Kepala Bidang Penegakan Perda dan Perkada Satpol PP, Rahmat Efendi Lubis, M.Si mengatakan, pihaknya berkolaborasi dengan berbagai pihak untuk menyukseskan GNIB karena Satpol PP tidak bisa bekerja sendiri untuk mewujudkan lingkungan yang bersih secara fisik dan visual.
“Kolaborasi kami lakukan dengan Dinas Lingkungan Hidup, dan berbagai instansi lainnya. Dengan Kementerian Lingkungan Hidup, kami juga berkolaborasi terkait dengan penanganan pencemaran lingkungan,” ujar Rahmat Efendi Lubis dalam Talkshow Penguatan Kapasitas Satpol PP di Daerah dalam Penegakan Hukum Perda Terkait Pelaksanaan GNIB dan Pengelolaan Sampah.
Sebagai contoh, ketika selesai pelaksanaan Pemilihan Umum Kepala Daerah yang dilaksanakan secara serentak pada 2024 lalu, Jakarta dibanjiri limbah Alat Peraga Kampanye (APK) yang sudah tidak terpakai.
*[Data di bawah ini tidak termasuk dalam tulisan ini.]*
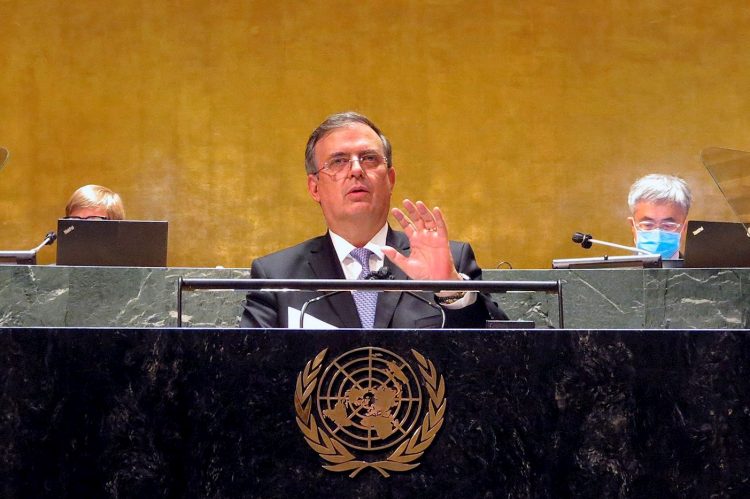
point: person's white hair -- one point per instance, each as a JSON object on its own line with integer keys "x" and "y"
{"x": 660, "y": 188}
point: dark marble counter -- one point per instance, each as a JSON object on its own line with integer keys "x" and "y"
{"x": 210, "y": 413}
{"x": 594, "y": 299}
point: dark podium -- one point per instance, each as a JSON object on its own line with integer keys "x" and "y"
{"x": 119, "y": 412}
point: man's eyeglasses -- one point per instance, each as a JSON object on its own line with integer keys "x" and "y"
{"x": 339, "y": 164}
{"x": 649, "y": 225}
{"x": 93, "y": 217}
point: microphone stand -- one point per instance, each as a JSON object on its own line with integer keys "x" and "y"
{"x": 27, "y": 257}
{"x": 640, "y": 258}
{"x": 585, "y": 240}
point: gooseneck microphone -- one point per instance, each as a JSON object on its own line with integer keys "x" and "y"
{"x": 586, "y": 240}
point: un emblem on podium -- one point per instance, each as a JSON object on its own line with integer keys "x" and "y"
{"x": 367, "y": 409}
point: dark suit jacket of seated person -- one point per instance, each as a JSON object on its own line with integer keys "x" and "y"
{"x": 349, "y": 166}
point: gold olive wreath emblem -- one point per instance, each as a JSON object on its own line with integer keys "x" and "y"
{"x": 369, "y": 404}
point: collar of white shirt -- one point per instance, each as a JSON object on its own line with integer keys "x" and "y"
{"x": 350, "y": 266}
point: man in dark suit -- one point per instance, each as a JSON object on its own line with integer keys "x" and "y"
{"x": 351, "y": 175}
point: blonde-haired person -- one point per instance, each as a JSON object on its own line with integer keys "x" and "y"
{"x": 95, "y": 202}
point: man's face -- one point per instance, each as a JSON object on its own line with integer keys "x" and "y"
{"x": 658, "y": 213}
{"x": 355, "y": 195}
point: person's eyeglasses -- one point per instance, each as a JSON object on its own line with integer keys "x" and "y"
{"x": 338, "y": 164}
{"x": 93, "y": 217}
{"x": 649, "y": 225}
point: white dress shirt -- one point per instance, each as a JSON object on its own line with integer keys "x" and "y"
{"x": 352, "y": 267}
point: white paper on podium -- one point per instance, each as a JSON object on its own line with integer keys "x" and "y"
{"x": 311, "y": 322}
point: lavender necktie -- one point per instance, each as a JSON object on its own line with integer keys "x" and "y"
{"x": 366, "y": 301}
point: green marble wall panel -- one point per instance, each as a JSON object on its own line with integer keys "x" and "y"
{"x": 53, "y": 296}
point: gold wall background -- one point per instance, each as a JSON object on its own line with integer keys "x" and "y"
{"x": 524, "y": 120}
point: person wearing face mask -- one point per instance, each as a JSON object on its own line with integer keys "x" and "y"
{"x": 659, "y": 206}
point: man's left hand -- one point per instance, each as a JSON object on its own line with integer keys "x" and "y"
{"x": 430, "y": 257}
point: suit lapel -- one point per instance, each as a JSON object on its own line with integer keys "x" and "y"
{"x": 325, "y": 264}
{"x": 388, "y": 300}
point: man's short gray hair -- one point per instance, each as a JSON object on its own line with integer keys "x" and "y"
{"x": 341, "y": 120}
{"x": 660, "y": 188}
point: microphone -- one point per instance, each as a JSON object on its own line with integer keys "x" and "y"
{"x": 586, "y": 240}
{"x": 4, "y": 155}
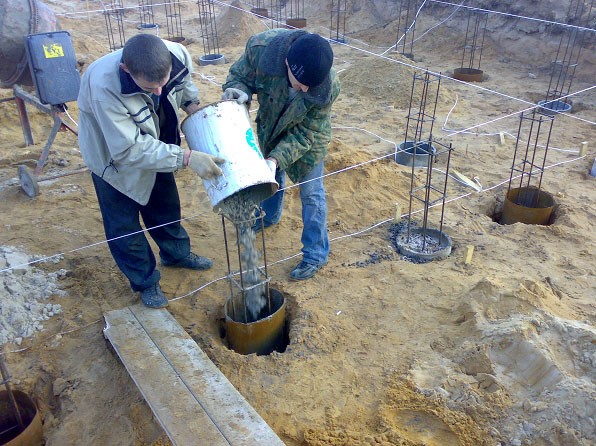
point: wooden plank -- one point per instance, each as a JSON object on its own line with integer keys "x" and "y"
{"x": 182, "y": 418}
{"x": 240, "y": 424}
{"x": 208, "y": 401}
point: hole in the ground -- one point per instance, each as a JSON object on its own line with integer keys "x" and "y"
{"x": 266, "y": 333}
{"x": 527, "y": 205}
{"x": 20, "y": 421}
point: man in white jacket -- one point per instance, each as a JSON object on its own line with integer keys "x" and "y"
{"x": 129, "y": 138}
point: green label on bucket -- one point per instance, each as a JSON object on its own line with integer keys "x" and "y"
{"x": 250, "y": 140}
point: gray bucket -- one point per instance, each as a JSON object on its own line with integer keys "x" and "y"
{"x": 19, "y": 18}
{"x": 223, "y": 129}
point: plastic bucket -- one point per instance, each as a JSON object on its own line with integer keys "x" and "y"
{"x": 18, "y": 19}
{"x": 414, "y": 153}
{"x": 223, "y": 129}
{"x": 517, "y": 209}
{"x": 468, "y": 74}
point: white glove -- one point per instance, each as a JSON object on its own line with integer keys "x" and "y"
{"x": 272, "y": 164}
{"x": 205, "y": 165}
{"x": 235, "y": 93}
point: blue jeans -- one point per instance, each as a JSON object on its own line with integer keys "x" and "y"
{"x": 132, "y": 253}
{"x": 315, "y": 240}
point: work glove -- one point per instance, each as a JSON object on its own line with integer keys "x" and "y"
{"x": 205, "y": 165}
{"x": 272, "y": 164}
{"x": 235, "y": 93}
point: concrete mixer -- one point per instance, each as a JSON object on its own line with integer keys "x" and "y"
{"x": 18, "y": 19}
{"x": 31, "y": 42}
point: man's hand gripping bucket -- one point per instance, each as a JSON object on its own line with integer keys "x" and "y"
{"x": 223, "y": 129}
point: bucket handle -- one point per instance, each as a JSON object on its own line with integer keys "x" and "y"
{"x": 219, "y": 183}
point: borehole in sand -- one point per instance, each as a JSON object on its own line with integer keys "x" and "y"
{"x": 423, "y": 427}
{"x": 528, "y": 206}
{"x": 525, "y": 366}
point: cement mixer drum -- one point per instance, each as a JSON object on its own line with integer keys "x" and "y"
{"x": 19, "y": 18}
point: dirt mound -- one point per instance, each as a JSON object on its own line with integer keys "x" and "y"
{"x": 389, "y": 80}
{"x": 235, "y": 25}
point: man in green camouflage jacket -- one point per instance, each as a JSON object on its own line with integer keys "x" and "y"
{"x": 291, "y": 73}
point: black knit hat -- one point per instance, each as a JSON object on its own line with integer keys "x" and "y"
{"x": 310, "y": 58}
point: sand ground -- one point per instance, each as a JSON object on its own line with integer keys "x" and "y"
{"x": 382, "y": 351}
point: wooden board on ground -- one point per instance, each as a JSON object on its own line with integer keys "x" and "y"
{"x": 193, "y": 401}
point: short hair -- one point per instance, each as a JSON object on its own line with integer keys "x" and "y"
{"x": 147, "y": 56}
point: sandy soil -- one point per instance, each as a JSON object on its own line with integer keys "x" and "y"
{"x": 382, "y": 351}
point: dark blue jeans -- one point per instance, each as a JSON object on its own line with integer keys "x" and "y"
{"x": 315, "y": 240}
{"x": 132, "y": 253}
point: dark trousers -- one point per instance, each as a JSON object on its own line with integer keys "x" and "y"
{"x": 126, "y": 239}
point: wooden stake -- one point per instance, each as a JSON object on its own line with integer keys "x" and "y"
{"x": 469, "y": 254}
{"x": 397, "y": 212}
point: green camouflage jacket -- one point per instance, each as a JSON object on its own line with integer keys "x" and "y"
{"x": 296, "y": 136}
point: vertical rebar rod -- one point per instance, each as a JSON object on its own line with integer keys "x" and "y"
{"x": 569, "y": 50}
{"x": 174, "y": 20}
{"x": 339, "y": 11}
{"x": 114, "y": 11}
{"x": 262, "y": 216}
{"x": 208, "y": 27}
{"x": 275, "y": 13}
{"x": 146, "y": 17}
{"x": 294, "y": 8}
{"x": 474, "y": 39}
{"x": 444, "y": 198}
{"x": 241, "y": 271}
{"x": 13, "y": 401}
{"x": 223, "y": 223}
{"x": 529, "y": 168}
{"x": 415, "y": 121}
{"x": 406, "y": 26}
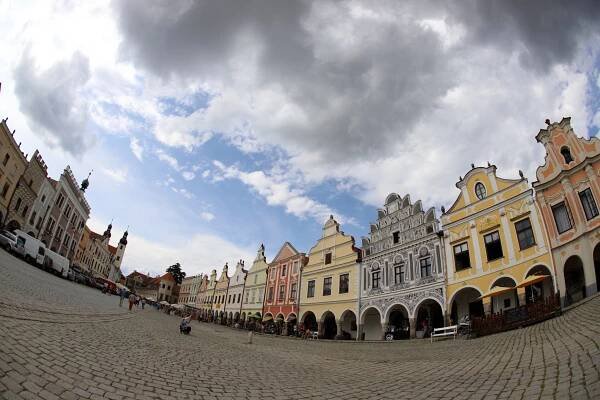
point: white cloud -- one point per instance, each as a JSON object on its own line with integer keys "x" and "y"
{"x": 207, "y": 216}
{"x": 136, "y": 148}
{"x": 118, "y": 175}
{"x": 277, "y": 192}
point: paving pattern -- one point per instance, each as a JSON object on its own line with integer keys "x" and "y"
{"x": 61, "y": 340}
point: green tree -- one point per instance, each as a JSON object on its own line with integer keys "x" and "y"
{"x": 177, "y": 273}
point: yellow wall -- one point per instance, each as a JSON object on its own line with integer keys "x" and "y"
{"x": 469, "y": 219}
{"x": 343, "y": 261}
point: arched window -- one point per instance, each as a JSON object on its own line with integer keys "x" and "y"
{"x": 480, "y": 191}
{"x": 566, "y": 153}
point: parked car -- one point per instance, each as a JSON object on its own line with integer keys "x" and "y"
{"x": 56, "y": 263}
{"x": 34, "y": 251}
{"x": 8, "y": 240}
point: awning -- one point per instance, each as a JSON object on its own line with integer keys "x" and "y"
{"x": 498, "y": 290}
{"x": 530, "y": 280}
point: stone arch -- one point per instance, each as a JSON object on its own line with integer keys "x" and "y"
{"x": 397, "y": 318}
{"x": 574, "y": 276}
{"x": 371, "y": 323}
{"x": 327, "y": 325}
{"x": 309, "y": 320}
{"x": 348, "y": 324}
{"x": 466, "y": 302}
{"x": 429, "y": 314}
{"x": 508, "y": 300}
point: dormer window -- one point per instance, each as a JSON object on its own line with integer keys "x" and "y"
{"x": 480, "y": 191}
{"x": 566, "y": 153}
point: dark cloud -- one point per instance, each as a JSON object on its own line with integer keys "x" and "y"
{"x": 362, "y": 74}
{"x": 53, "y": 103}
{"x": 543, "y": 33}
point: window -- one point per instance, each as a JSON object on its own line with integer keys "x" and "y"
{"x": 425, "y": 267}
{"x": 326, "y": 286}
{"x": 399, "y": 274}
{"x": 493, "y": 246}
{"x": 588, "y": 204}
{"x": 561, "y": 217}
{"x": 480, "y": 191}
{"x": 344, "y": 283}
{"x": 311, "y": 289}
{"x": 461, "y": 256}
{"x": 566, "y": 153}
{"x": 375, "y": 278}
{"x": 524, "y": 234}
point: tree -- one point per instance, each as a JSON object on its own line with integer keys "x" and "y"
{"x": 177, "y": 273}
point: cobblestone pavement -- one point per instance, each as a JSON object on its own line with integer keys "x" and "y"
{"x": 61, "y": 340}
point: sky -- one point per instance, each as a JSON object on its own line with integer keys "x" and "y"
{"x": 212, "y": 127}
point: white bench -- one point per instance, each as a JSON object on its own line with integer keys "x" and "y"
{"x": 445, "y": 331}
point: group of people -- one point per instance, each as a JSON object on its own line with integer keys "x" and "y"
{"x": 133, "y": 300}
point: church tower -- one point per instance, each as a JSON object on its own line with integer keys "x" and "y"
{"x": 121, "y": 250}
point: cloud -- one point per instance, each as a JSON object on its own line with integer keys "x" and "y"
{"x": 118, "y": 175}
{"x": 199, "y": 253}
{"x": 54, "y": 101}
{"x": 136, "y": 148}
{"x": 207, "y": 216}
{"x": 277, "y": 192}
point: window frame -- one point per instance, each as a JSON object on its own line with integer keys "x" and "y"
{"x": 590, "y": 201}
{"x": 520, "y": 231}
{"x": 497, "y": 241}
{"x": 460, "y": 254}
{"x": 555, "y": 207}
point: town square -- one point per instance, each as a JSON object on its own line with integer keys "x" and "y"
{"x": 299, "y": 199}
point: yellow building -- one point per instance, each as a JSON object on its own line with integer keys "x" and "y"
{"x": 329, "y": 293}
{"x": 494, "y": 243}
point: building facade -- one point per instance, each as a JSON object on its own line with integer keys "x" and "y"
{"x": 12, "y": 165}
{"x": 254, "y": 291}
{"x": 567, "y": 191}
{"x": 402, "y": 287}
{"x": 67, "y": 216}
{"x": 283, "y": 285}
{"x": 220, "y": 295}
{"x": 494, "y": 240}
{"x": 329, "y": 293}
{"x": 233, "y": 305}
{"x": 21, "y": 213}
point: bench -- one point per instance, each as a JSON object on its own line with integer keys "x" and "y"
{"x": 445, "y": 331}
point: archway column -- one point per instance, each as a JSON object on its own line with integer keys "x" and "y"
{"x": 521, "y": 298}
{"x": 384, "y": 328}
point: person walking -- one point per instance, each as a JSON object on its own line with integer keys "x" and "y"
{"x": 131, "y": 300}
{"x": 121, "y": 297}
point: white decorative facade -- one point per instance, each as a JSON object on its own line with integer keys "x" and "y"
{"x": 402, "y": 273}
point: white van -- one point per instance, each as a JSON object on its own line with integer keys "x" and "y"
{"x": 34, "y": 250}
{"x": 55, "y": 262}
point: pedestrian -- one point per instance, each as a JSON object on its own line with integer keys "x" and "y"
{"x": 121, "y": 297}
{"x": 131, "y": 300}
“Setelah dilakukan penurunan oleh SatPol PP, jumlah alat peraga sangat banyak di seluruh wilayah Ibukota. Untuk mengatasinya, kami mencari komunitas yang dapat melaksanakan kegiatan pemanfaatan limbah alat peraga tersebut. Komunitas melakukan daur ulang untuk mengubah limbah APK menjadi bahan baku furnitur seperti meja dan kursi,” katanya.
Dalam talkshow tersebut, Fungsional Penyuluh Lingkungan Hidup Ahli Madya Kementerian Lingkungan Hidup Herbita Simanjuntak, SSI.,MT mengungkapkan, GNIB lahir akibat permasalahan kebersihan yang memprihatinkan dan adanya kebutuhan untuk mengubah perilaku masyarakat.